Energy expert Omonigho Otanocha has called on the government and petroleum product importers to convert their depots into crude storage facilities, following the Nigerian National Petroleum Company Limited’s (NNPCL) cessation of product imports and the commencement of fuel distribution by the Dangote Refinery.
Otanocha, who serves as the Chief Executive Officer of FUPRE Energy Solutions Limited at the Federal University of Petroleum Resources Effurun, made these remarks during the Business Morning segment on Channels Television’s Sunrise Daily show.

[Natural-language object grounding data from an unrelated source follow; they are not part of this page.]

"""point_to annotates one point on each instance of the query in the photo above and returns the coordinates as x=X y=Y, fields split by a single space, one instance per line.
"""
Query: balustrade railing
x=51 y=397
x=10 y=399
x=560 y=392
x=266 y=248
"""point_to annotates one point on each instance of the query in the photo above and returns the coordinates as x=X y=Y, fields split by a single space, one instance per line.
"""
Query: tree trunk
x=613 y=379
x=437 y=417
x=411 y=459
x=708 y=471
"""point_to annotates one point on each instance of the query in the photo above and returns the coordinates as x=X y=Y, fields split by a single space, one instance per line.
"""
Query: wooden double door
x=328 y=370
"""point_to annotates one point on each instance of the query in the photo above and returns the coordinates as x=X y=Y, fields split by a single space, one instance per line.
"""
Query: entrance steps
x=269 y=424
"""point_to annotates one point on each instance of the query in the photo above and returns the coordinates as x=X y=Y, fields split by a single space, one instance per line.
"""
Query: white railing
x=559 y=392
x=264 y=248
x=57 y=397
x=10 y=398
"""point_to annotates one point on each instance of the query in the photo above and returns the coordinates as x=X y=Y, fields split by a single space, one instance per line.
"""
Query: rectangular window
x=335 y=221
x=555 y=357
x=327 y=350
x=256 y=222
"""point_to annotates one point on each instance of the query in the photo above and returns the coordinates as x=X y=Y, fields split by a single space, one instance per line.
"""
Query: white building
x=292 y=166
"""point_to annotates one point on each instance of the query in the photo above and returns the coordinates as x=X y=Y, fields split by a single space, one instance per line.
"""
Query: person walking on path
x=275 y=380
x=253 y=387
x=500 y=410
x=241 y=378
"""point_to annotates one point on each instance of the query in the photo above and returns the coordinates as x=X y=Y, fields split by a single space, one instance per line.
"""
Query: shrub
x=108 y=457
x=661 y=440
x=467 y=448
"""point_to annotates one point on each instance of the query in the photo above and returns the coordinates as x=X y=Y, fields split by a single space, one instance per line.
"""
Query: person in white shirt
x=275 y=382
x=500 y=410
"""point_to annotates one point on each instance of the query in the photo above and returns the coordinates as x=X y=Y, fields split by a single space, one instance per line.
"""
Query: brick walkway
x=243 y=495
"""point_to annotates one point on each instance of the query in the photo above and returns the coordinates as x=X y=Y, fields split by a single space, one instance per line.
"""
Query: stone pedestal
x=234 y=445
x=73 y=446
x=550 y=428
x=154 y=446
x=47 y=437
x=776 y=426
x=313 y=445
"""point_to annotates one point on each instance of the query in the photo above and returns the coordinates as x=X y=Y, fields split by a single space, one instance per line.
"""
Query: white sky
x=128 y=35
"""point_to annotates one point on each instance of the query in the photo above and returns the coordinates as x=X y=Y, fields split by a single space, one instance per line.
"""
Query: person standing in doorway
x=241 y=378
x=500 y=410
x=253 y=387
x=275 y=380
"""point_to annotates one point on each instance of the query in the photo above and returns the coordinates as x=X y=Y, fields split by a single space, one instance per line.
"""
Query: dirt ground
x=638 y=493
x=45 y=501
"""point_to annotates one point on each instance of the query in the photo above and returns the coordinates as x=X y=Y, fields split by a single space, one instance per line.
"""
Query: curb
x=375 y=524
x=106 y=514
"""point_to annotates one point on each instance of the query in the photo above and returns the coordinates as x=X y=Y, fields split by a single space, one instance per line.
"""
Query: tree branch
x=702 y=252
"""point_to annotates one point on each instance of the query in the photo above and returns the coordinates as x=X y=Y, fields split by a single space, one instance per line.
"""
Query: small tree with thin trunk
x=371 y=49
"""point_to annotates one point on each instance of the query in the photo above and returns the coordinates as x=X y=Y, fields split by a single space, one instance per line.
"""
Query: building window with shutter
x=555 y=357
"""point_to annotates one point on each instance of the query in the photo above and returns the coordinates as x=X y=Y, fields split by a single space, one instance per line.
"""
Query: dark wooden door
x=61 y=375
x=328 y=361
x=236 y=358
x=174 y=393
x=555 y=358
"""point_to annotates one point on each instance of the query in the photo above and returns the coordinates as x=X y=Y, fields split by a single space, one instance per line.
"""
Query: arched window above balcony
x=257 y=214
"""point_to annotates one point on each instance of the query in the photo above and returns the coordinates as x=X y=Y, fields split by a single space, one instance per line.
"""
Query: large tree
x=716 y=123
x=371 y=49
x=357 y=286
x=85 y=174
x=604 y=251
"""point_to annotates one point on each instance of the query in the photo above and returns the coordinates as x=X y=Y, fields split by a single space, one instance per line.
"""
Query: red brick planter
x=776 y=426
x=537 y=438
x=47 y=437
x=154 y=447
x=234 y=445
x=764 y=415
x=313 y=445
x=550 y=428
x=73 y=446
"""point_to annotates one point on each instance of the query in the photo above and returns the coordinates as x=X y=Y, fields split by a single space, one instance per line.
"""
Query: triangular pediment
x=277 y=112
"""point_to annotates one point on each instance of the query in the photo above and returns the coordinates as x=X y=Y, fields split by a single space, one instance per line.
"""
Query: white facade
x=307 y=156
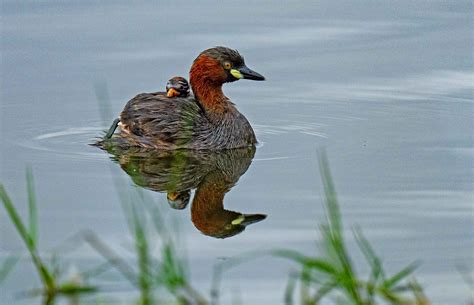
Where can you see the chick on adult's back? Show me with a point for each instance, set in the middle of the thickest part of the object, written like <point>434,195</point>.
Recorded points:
<point>209,120</point>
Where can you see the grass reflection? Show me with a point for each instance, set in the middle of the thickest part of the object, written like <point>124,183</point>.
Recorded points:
<point>160,272</point>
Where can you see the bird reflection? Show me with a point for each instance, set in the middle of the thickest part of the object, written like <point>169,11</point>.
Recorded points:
<point>211,174</point>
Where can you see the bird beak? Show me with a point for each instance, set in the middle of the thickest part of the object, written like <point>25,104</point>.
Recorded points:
<point>246,73</point>
<point>247,219</point>
<point>172,93</point>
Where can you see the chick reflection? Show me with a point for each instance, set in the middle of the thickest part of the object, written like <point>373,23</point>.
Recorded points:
<point>211,174</point>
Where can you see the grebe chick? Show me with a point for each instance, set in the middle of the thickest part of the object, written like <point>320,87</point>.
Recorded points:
<point>175,87</point>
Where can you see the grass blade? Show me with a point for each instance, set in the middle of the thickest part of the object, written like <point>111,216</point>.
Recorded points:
<point>7,266</point>
<point>46,277</point>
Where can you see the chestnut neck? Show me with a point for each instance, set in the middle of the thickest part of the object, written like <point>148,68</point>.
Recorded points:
<point>207,77</point>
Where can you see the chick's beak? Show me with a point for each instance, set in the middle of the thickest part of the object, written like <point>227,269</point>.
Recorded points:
<point>172,93</point>
<point>246,73</point>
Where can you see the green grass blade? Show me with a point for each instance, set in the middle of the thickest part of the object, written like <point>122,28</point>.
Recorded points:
<point>16,219</point>
<point>7,266</point>
<point>45,275</point>
<point>32,207</point>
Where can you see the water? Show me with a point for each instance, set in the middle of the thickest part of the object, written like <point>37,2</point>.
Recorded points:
<point>385,87</point>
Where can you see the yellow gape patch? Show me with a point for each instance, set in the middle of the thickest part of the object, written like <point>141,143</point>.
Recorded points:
<point>236,73</point>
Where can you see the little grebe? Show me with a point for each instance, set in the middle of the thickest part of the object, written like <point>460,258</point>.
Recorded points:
<point>209,120</point>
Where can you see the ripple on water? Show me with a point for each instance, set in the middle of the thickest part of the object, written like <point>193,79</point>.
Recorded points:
<point>74,141</point>
<point>71,141</point>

Otanocha referred to comments by business magnate Femi Otedola, who highlighted that with the Dangote Refinery’s $20 billion facility now producing petrol, aviation fuel, and diesel at a capacity of 650,000 barrels per day, Nigeria’s dependence on foreign fuel suppliers is ending. Otedola suggested that depot owners should consider dismantling their facilities and selling them as scrap while the market is favorable, emphasizing the need for adaptation in a changing industry.
In response, Otanocha suggested that instead of scrapping the depots, they could be modified to store crude oil, which would help build local capacity. He advocated for increasing production quotas to ensure that after meeting OPEC and multinational commitments, there would be sufficient crude to supply local refineries.
NNPCL’s Debt Challenge
The launch of petrol production by the Dangote Refinery comes amid the NNPCL’s acknowledgment of a substantial debt owed to petrol suppliers, which threatens the sustainability of fuel supplies. Reports indicate that a $6 billion debt has exacerbated petrol scarcity in Nigeria, an issue that has persisted since early 2024.
NNPCL has attributed supply shortages to various factors, including logistics challenges and flooding. However, in a recent statement, NNPCL spokesperson Olufemi Soneye admitted that the company’s financial strain is putting significant pressure on fuel supply sustainability.
Nigeria, Africa’s most populous country, continues to face energy challenges, with all state-owned refineries currently non-operational. The nation remains heavily reliant on imported refined petroleum products, with the NNPCL as the primary importer. Fuel queues are a common sight, and the price of petrol has tripled since the removal of subsidies in May 2023, rising from around ₦200/litre to approximately ₦800/litre, exacerbating the difficulties faced by citizens who rely on petrol for their vehicles and generators due to the country’s chronic power supply issues.
Additionally, the government’s unification of forex windows has caused the naira to plummet from ₦700 to over ₦1600 per dollar on the parallel market, leading to skyrocketing prices for food and basic commodities as Nigerians grapple with inflation.